Die Sommerferien sind vorüber. In Hessen beginnt das Schuljahr am Montag (10. August).
Im neuen Schuljahr werden etwa 809.000 Schülerinnen und Schüler die 1.808 Schulen in Hessen besuchen. Rund 67.000 Lehrkräfte werden sie unterrichten. Doch was werden sie ihnen beibringen? Wie werden sie sie auf ihr Leben vorbereiten?
Lesen lehren werden sie sie ganz gewiss und Schreiben. Rechnen steht sicherlich auch auf dem Lehrplan, wenngleich viele Ältere das längst ihren Handys oder Computern überlassen. Wie können die Kinder von heute auf das Leben von morgen vorbereitet werden, das sich sicherlich so rasant verändern wird, dass niemand treffsichere Vorhersagen darüber machen kann?
Stark machen muss man die Kinder, damit sie umgehen können mit Krisen. Krisenhafte Situationen werden sie wahrscheinlich wohl in größerem Umfang und nicht geringer Zahl zu bewältigen haben. Schon jetzt stehen die Menschen mit Sorge vor Klimawandel und Krieg, „Künstlicher Intelligenz“ (KI) und populistischen Angriffen auf Demokratie. Soziale Sicherungssysteme werden gnadenlos in Frage gestellt und Solidarität von vielen verächtlich gemacht.

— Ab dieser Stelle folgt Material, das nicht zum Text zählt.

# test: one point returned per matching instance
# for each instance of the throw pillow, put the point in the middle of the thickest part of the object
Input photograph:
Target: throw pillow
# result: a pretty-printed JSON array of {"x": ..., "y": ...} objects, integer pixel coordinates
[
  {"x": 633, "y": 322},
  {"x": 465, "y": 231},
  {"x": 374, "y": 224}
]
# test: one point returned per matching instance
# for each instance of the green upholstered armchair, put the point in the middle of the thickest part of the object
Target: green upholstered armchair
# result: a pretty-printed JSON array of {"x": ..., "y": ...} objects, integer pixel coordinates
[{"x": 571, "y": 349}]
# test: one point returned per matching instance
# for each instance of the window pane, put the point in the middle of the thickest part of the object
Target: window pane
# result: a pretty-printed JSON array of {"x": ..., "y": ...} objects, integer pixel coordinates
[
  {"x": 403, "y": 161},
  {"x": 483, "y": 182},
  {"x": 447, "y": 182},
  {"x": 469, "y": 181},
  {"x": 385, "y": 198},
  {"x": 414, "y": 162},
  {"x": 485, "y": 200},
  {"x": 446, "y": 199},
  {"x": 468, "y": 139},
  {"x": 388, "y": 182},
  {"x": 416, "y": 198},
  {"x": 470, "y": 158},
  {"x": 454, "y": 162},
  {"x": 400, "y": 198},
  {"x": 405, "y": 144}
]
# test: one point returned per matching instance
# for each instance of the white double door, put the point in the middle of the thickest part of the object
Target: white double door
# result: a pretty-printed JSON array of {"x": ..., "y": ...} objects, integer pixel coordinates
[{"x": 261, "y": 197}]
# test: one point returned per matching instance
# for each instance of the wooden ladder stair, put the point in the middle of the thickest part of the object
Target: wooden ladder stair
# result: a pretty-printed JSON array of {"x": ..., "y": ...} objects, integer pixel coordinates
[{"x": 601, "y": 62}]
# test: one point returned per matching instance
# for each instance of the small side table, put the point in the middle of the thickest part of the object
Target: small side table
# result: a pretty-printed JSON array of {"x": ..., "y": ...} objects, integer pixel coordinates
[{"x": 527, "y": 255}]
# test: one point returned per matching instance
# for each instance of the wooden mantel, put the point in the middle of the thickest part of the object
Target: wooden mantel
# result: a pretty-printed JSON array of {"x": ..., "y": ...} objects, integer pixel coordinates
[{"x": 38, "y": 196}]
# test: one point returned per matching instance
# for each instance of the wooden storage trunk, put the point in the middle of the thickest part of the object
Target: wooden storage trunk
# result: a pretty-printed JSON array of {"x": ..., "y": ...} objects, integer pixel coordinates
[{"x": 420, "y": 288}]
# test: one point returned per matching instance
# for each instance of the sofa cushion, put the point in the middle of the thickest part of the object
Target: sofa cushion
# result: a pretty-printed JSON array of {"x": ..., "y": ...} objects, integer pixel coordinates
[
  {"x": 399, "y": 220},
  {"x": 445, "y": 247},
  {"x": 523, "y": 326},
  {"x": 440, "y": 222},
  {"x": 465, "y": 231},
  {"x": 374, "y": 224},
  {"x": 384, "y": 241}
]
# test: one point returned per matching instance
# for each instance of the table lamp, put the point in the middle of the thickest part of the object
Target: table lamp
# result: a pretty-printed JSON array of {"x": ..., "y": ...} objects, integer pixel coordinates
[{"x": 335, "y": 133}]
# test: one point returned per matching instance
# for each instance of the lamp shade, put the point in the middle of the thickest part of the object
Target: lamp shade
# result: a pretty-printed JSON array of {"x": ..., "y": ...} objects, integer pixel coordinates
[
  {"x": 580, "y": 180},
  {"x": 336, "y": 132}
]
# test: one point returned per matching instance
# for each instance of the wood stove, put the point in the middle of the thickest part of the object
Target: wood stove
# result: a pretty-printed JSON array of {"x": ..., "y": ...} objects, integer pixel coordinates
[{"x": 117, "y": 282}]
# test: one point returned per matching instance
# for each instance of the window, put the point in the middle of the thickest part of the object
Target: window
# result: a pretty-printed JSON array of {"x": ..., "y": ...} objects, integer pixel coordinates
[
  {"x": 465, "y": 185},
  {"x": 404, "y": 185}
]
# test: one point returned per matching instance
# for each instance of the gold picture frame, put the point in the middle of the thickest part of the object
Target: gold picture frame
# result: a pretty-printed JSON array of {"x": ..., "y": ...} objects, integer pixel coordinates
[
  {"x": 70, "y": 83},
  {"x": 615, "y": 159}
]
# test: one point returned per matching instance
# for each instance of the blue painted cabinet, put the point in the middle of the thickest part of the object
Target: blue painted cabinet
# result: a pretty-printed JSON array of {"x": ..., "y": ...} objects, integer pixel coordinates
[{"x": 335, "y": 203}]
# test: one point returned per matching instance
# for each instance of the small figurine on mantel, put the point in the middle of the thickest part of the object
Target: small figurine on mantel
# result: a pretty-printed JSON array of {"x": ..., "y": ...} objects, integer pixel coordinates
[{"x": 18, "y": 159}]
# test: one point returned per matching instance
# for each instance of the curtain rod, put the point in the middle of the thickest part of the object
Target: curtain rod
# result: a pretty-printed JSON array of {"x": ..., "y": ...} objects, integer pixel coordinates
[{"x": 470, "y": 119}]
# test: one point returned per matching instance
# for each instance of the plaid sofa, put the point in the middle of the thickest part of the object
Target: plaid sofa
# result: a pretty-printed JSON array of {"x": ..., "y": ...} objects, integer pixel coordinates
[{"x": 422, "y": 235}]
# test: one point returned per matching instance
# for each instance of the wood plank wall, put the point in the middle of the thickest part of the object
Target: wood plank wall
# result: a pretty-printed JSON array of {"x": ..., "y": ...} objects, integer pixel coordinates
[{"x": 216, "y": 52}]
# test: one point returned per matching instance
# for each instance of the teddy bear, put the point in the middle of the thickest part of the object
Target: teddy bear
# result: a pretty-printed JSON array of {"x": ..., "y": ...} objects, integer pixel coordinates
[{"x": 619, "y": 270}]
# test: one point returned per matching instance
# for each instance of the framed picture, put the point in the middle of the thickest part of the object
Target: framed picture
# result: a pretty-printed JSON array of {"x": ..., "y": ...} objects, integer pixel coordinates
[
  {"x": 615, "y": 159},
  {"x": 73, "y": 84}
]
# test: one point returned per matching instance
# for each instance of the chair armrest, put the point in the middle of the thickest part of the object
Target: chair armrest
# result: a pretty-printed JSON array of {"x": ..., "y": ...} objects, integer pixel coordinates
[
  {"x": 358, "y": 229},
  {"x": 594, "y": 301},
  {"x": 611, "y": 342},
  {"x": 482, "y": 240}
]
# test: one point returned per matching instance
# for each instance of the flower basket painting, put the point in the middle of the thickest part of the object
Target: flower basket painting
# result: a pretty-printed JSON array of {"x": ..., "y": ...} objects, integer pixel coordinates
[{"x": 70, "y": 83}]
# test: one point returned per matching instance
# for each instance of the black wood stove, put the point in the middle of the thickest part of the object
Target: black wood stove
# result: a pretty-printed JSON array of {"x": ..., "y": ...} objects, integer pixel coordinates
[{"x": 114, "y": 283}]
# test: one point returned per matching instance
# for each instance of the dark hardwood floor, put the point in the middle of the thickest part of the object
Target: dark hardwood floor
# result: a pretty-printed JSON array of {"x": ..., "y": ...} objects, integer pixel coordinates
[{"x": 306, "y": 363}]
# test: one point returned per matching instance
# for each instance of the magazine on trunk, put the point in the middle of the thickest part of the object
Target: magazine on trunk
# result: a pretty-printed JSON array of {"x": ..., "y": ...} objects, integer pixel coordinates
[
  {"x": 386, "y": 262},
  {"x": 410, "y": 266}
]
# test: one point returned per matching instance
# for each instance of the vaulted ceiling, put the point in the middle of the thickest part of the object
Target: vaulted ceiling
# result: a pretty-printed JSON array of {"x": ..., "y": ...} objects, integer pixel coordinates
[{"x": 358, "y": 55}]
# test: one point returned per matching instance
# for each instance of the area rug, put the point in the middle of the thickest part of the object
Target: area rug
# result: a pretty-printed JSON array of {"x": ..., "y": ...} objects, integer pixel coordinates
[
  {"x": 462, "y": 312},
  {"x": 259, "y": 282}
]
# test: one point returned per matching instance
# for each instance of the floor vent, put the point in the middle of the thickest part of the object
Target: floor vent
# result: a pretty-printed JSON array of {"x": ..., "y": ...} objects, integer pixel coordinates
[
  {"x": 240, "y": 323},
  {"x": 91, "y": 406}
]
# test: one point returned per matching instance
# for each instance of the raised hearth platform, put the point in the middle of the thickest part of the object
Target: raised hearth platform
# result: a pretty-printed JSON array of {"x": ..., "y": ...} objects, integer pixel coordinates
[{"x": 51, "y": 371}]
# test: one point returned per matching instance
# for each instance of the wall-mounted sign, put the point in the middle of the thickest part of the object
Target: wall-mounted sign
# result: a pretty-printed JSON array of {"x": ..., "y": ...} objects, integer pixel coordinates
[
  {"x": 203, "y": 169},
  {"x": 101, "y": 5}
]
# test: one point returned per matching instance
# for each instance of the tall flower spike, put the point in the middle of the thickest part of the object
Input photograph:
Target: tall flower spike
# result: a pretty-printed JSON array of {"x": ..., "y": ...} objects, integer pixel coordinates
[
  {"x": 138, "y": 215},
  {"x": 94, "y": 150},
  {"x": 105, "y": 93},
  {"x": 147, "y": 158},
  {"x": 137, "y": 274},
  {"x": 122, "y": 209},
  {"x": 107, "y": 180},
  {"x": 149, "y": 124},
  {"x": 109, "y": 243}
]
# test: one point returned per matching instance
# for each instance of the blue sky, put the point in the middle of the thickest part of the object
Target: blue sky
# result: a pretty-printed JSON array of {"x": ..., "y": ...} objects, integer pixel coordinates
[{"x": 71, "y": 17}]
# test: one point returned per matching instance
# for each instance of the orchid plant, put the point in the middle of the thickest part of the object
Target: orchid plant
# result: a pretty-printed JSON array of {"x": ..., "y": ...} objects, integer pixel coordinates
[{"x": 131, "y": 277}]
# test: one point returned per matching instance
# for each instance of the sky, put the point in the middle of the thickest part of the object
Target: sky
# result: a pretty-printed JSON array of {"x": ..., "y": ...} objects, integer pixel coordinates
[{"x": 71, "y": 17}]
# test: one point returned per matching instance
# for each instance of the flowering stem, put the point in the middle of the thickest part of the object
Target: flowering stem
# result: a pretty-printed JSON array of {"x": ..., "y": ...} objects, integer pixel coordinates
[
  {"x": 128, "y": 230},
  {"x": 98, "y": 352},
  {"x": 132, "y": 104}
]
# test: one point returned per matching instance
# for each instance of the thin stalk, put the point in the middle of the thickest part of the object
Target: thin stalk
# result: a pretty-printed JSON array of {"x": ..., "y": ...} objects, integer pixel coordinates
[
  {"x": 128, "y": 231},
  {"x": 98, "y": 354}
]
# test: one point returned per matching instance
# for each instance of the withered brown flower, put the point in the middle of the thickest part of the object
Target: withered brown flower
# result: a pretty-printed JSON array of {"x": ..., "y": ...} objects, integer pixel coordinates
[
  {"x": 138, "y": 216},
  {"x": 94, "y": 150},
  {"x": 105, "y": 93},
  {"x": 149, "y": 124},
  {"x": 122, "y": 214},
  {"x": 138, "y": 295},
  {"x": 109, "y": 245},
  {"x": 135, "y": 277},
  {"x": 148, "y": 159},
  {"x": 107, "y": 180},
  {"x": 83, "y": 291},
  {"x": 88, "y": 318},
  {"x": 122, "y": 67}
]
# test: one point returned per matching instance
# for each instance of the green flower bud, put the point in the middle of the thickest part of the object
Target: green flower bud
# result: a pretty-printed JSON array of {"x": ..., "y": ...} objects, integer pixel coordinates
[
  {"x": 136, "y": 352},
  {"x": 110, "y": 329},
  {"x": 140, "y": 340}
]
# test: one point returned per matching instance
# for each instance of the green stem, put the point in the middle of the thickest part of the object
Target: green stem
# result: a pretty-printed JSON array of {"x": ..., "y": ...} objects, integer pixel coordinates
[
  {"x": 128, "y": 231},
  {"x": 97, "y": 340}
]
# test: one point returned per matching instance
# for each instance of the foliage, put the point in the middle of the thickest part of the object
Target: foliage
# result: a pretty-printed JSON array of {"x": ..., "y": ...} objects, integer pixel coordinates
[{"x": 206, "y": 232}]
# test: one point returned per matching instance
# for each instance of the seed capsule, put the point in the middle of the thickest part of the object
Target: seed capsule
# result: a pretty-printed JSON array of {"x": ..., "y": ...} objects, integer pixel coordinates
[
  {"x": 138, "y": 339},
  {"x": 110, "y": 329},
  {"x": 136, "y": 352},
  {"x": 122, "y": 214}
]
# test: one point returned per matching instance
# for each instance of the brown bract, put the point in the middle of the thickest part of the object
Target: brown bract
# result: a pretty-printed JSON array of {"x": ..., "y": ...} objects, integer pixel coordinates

All dem stehen die Lehrerinnen und Lehrer ebenso hilflos und unwissend gegenüber wie die Kinder. Das vereint die Generationen alle miteinander: Nur gemeinsam werden sie die Zukunft meistern können!
Marburgs Erstklässlerinnen und Erstklässlern bleibt nur zu wünschen, dass Marburgs Lehrerinnen und Lehrer ihnen viel Zuwendung und Verständnis entgegenbringen und sie motivieren, ihren eigenen Verstand zu gebrauchen. Wenn die „I-Dötzchen“ des Jahres 2026 dann 2039 ihr Abitur ablegen, dann wird ihre „Abi-Parade“ durch ein ganz anderes Marburg fahren als das, das der Abitur-Jahrgang 2026 nun mitgestalten kann. Die weitreichenden Veränderungen werden aber erträglich bleiben, wenn die Abi-Jahrgänge der zurückligenden und der kommenden Jahre Grundwerte wie Empathie, Solidarität und Verantwortungsbewusstsein an ihre Kinder weiterreichen.